En crise depuis 2002, la Côte d’Ivoire a investi dans l’outil militaire et fait donc exception. Idem pour le Tchad, qui, face à la répétition des menaces rebelles depuis 2006, a augmenté ses dépenses de 32 % entre 2007 et 2008. Ses équipements s’en ressentent : 60 chars de combats quand les autres pays n’en comptent, en général, qu’une vingtaine, 175 véhicules de reconnaissance, 25 militaires pour 10 000 habitants – parmi les taux les plus élevés des 14 pays, la Mauritanie arrive en tête avec 47 soldats pour 10 000 habitants, suivie par le Gabon, avec 31 soldats pour 10 000 habitants.

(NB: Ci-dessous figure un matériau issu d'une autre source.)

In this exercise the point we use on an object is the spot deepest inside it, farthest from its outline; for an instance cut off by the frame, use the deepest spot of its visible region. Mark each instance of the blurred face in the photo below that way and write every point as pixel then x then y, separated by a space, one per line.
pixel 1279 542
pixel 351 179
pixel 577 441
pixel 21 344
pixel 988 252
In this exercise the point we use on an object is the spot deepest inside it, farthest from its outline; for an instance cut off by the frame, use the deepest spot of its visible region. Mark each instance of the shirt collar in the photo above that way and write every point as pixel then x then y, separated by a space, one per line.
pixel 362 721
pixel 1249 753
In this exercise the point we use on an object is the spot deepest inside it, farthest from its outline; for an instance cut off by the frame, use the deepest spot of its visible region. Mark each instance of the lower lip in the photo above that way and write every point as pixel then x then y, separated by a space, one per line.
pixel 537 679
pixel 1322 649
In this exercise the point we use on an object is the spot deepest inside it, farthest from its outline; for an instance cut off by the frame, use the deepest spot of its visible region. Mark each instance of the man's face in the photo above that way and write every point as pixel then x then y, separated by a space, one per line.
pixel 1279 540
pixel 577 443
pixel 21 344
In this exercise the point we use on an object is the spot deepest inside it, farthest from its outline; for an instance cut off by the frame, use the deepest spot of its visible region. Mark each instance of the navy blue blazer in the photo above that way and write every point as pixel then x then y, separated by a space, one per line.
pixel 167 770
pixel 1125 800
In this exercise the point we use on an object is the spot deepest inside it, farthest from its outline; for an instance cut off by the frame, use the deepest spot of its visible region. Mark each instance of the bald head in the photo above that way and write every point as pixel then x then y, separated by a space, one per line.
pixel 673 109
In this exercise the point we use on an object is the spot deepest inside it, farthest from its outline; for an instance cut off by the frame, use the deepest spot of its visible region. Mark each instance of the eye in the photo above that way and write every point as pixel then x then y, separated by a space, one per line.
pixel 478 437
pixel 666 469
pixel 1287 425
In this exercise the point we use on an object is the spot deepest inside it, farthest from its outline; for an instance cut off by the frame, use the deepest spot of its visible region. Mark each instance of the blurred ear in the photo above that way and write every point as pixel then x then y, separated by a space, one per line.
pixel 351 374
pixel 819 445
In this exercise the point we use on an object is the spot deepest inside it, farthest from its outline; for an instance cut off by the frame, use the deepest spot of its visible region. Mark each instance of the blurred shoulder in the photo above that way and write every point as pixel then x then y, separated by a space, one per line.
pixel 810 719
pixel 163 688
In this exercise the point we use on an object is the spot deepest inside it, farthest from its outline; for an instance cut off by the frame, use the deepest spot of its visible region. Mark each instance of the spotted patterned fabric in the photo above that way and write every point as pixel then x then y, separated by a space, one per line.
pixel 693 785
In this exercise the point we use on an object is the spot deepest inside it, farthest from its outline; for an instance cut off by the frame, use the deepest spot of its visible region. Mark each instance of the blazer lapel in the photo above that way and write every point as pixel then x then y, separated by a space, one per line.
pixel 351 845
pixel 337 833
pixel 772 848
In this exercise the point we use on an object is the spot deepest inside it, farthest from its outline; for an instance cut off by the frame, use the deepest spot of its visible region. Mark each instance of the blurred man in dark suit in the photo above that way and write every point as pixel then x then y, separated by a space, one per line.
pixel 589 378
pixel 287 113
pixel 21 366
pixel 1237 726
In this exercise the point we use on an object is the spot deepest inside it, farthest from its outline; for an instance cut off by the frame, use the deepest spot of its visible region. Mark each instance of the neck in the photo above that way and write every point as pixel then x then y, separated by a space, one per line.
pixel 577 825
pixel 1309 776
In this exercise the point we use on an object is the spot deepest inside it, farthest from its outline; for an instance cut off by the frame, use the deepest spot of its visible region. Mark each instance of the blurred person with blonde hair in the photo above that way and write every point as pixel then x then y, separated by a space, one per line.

Pour les autres, s’armer reste un problème. En théorie, les participants aux missions de maintien de la paix doivent apporter leur propre matériel. Mais, bien souvent, ils en manquent et sont contraints de solliciter un appui extérieur. Le Bénin s’en est remis à la Belgique au début de son intervention en Côte d’Ivoire. De nouveaux défis jettent également une lumière crue sur une situation parfois proche du dénuement. Confrontés à Al-Qaïda au Maghreb islamique (Aqmi), la Mauritanie et le Mali ne disposent pas des moyens aériens suffisants pour surveiller leurs immenses territoires, désertiques tous les deux. Pour faire face au brigandage dans ses eaux territoriales (le terme « piraterie » est réservé aux eaux internationales), le Bénin a commencé à améliorer ses capacités maritimes. Le pays a notamment commandé en France des vedettes de côte – des petits bateaux de guerre. Son voisin togolais lui emboîte tout juste le pas. Mais, de source française, les équipements sont jugés insuffisants. Comme pour la gestion des catastrophes naturelles, « prochaine étape de la mise à niveau », selon le même interlocuteur.